Sometimes the latter happens. The history of science, indeed, is the history of paradigm shifts and discoveries where that has happened. One day, everybody believes a certain set of truths, they brush their teeth and go to bed, and the next morning when they get up to read their morning paper there is a better explanation there and by evening their beliefs are completely different, metaphorically, where a day is more like years and where the morning paper is a lot of published research and vigorous free debate leading to reasonable people changing their minds concerning their set of conditional beliefs about the world.

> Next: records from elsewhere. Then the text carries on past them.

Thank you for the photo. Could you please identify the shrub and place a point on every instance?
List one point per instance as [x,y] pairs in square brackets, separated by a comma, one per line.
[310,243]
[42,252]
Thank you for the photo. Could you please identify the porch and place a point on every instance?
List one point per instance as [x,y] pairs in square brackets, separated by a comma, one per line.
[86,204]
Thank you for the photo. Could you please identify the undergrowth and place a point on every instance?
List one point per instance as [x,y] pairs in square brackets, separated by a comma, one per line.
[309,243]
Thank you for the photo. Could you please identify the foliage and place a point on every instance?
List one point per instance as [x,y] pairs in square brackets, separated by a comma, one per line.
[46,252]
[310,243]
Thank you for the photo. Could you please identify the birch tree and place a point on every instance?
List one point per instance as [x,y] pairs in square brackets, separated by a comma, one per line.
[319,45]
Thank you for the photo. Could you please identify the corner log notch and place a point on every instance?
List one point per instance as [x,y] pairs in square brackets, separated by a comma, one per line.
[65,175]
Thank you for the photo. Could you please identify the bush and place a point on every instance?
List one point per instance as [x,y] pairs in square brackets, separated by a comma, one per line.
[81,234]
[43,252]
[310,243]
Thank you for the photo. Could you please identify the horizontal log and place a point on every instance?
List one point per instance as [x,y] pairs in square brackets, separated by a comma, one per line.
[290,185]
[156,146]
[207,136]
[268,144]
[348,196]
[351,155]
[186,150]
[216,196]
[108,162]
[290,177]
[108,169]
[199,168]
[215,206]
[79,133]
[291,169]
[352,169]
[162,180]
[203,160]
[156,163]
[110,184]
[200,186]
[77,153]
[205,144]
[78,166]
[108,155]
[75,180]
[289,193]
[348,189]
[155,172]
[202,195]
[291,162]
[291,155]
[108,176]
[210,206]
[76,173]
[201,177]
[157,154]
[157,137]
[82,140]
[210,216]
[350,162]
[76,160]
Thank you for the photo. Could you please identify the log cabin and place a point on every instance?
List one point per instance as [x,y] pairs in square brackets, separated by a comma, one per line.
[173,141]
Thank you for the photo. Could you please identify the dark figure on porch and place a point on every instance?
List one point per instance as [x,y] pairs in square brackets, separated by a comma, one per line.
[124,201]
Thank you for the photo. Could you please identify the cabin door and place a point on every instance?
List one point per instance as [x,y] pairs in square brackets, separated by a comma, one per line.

This is precisely the process that is lacking in organized religions except for a few rare mavericks like Quakerism (which I have a great respect for). All the truths there are presumed to have been revealed by divine fiat and are not to be questioned or challenged by mortal man, even when they are directly confounded by evidence and common sense.

Why am I so vehement? Why am I so "intolerant" of people who wish to rub blue mud in their bellies (metaphorically speaking) because it tells them that this is pleasing to God in an ancient text (and no, I'm not referring to you, unless this describes you)? For the same reason that I'm "intolerant" of people who get the wrong answer on a physics test. For precisely the same reason. Only a complete fool, making an entire series of fundamental, tragic, mistakes about the entire way the world is put together, could believe that God gives a rat's ass about "wave offerings" of dead animal parts, the particular forms of our acts of sexual congress, and so very many more individual pieces of insanity that are the actual blue mud of so many scriptures.

I'm intolerant because if you go to India and wave a piece of cow, you risk being torn to pieces. If you go to Saudi Arabia and wave a piece of pig, ditto. If you go to Salt Lake City and hold hands with your male partner in the middle of downtown, bad things are almost certain to follow. If I create a website that contains my very own line drawing of a bearded man wearing an arab headdress and army boots and put underneath it "Mohammed Wears Army Boots", I risk having a death sentence pronounced on my by people who live thousands of miles away or having my head broken by some who live closer. Because if one of my sons gets a girl pregnant at the age of seventeen and they decide that having a baby at that age is incredibly stupid and they go together to get an abortion, they risk being publicly humiliated or even being blown to bits and killed by religious nuts who think that post-natal abortion is just fine, as long as it is sanctioned by their own warped view of scriptural deity. Because in Africa, right now, there are women who are having sex with their HIV-positive husbands without a condom because the Pope commanded it.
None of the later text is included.